Review Written by: Will Penley
Directed by: George A. Romero
Written by: George A. Romero
Produced by: Mark Canton, Bernie Goldmann and Peter Grunwald
Starring: Simon Baker, John Leguizamo, Dennis Hopper, Asia Argento, Robert Joy, Eugene Clark, Joanne Bolard
Buy it!, Buy it, rent it or skip it: Rent it
"Zombies, man. They creep me out."
It's been twenty years since cult horror director George A. Romero made Day of the Dead
, the last and possibly final installment in his Dead
series. No announcements had been made for another sequel. For some time, it seemed that the series was, well...dead. It wasn't until early in the new millennium when fresh, new zombie films like Resident Evil
, 28 Days Later
, Shaun of the Dead
and even a remake of Romeo's own Dawn of the Dead
began popping up all over the place, breathing new life in the genre. And with that, Romero was given the money to make his fourth zombie opus.
Land of the Dead takes place an undisclosed number of years after the dead began to rise and at this point, the human race has begun to rebuild itself. The setting of the film is an unnamed, completely fortified city that is surrounded by electric fences and armed guards that keep zombies from entering. In this city, it's almost as if nothing had happened. There are still the upper-class rich people, who live in Fiddler's Green, a high-rise apartment building, and there are still the lower-class poor people who try to make their way up the ladder to wealth.
Outside this city, however, something else is going on. The zombies that were once bumbling messes are now becoming something more, evolving into more advanced zombies that can think and reason like anyone else could.
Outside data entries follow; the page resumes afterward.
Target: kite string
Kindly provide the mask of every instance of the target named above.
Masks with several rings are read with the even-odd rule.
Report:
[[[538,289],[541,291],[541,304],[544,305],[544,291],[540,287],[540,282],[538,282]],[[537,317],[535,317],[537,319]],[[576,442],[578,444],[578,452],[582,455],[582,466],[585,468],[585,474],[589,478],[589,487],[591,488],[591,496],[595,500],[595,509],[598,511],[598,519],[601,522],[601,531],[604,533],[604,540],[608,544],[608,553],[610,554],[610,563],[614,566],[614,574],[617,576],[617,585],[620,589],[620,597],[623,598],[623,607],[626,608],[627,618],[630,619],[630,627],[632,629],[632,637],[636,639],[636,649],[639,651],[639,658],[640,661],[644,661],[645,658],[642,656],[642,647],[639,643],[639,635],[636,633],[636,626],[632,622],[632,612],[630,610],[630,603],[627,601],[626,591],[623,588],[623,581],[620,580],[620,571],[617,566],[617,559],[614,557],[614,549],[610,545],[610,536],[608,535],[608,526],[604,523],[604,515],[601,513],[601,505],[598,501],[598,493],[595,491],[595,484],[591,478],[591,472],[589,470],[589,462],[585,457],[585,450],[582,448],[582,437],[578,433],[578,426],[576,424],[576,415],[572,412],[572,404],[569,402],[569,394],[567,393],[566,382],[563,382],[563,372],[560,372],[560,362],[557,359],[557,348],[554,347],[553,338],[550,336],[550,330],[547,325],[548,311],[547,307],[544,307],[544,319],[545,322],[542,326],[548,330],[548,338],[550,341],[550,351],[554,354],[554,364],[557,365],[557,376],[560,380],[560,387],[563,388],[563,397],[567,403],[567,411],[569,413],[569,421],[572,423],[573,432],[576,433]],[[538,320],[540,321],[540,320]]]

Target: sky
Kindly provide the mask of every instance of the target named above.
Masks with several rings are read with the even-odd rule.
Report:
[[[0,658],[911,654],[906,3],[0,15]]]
Some of the firsts to realize this are a team of mercenaries sent to gather up supplies outside the city that includes Riley (Simon Baker) and Cholo (John Leguizamo), one calm and quiet, the other loud and rebellious. These men work for a man called Kaufman (Dennis Hopper), who controls all of the city, even down to the gambling, drugs and prostitution on the streets.
This may not be Romero's best Dead
film, but it's pretty good for what it is. There are some good, genuinely creepy zombie moments and, as per Romero's usual, loads and loads of gore. This review is for the unrated director's cut edition of the film, which includes much more gore than the original theatrical cut did, plus a brand-new scene with star John Leguizamo. It's nice to have the definitive, complete version of Romero's latest available on DVD for the first time.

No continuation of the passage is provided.